Load balancers
How do load balancers distribute the web traffic? There are several algorithms:
- Round-robin: each request is assigned to the next server in the list, one server after the other. This is also called the poor man’s load balancer as this is not true load balancing. Web traffic is not distributed according to the actual load of each server.
- Weight-based: each server is given a weight and requests are assigned to the servers according to their weight. Can be an option if your web servers are not of equal quality and you want to direct more traffic to the stronger ones.

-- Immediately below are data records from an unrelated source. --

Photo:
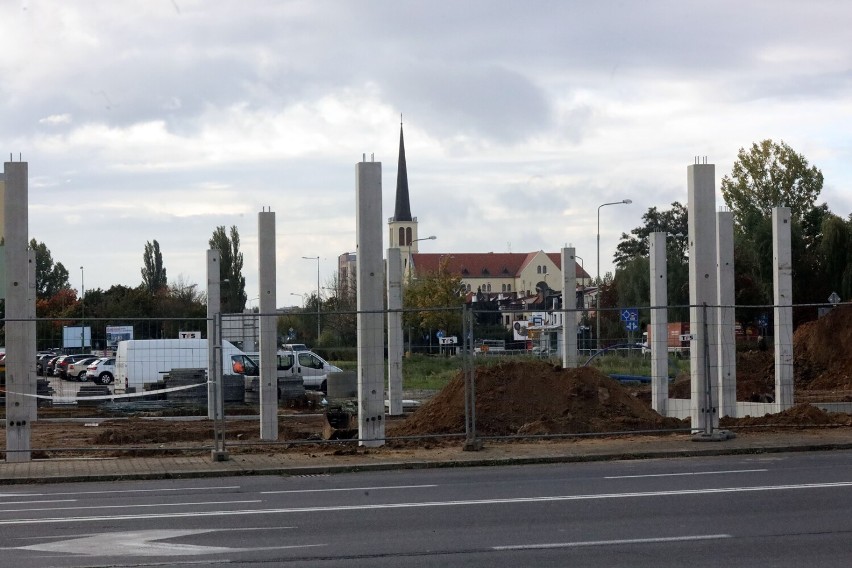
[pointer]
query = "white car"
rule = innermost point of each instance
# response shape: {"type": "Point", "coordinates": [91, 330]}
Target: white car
{"type": "Point", "coordinates": [311, 367]}
{"type": "Point", "coordinates": [101, 370]}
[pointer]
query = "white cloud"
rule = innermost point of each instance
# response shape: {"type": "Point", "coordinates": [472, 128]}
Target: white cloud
{"type": "Point", "coordinates": [141, 121]}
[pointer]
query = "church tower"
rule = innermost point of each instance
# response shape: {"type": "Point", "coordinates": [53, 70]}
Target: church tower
{"type": "Point", "coordinates": [403, 227]}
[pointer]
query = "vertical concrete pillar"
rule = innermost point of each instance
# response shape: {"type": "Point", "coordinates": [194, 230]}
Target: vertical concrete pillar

- Random: the server to handle the request is randomly selected
- Sticky sessions: the load balancer keeps track of the sessions and ensures that return visits within the session always return to the same server
- Least current request: route traffic to the server that currently has the least amount of requests
- Response time: route traffic to the web server with the shortest response time
- User or URL information: some load balancers offer the ability to distribute traffic based on the URL or the user information. Users from one geographic location region may be sent to the server in that location. Requests can be routed based on the URL, the query string, cookies etc.
Apart from algorithms we can group load balancers according to the technology they use:
- Reverse Proxy: a reverse proxy takes an incoming request and makes another request on behalf of the user. We say that the Reverse Proxy server is a middle-man or a man-in-the-middle in between the web server and the client. The load balancer maintains two separate TCP connections: one with the user and one with the web server. This option requires only minimal changes to your network architecture. The load balancer has full access to the all the traffic on the way through allowing it to check for any attacks and to manipulate the URL or header information. The downside is that as the reverse proxy server maintains the connection with the client you may need to set a long time-out to prepare for long sessions, e.g. in case of a large file download. This opens the possibility for DoS attacks. Also, the web servers will see the load balancer server as the client. Thus any logic that is based on headers like REMOTE_ADDR or REMOTE_HOST will see the IP of the proxy server rather than the original client. There are software solutions out there that rewrite the server variables and fool the web servers into thinking that they had a direct line with the client.
- Transparent Reverse Proxy: similar to Reverse Proxy except that the TCP connection between the load balancer and the web server is set with the client IP as the source IP so the web server will think that the request came directly from the client. In this scenario the web servers must use the load balancer as their default gateway.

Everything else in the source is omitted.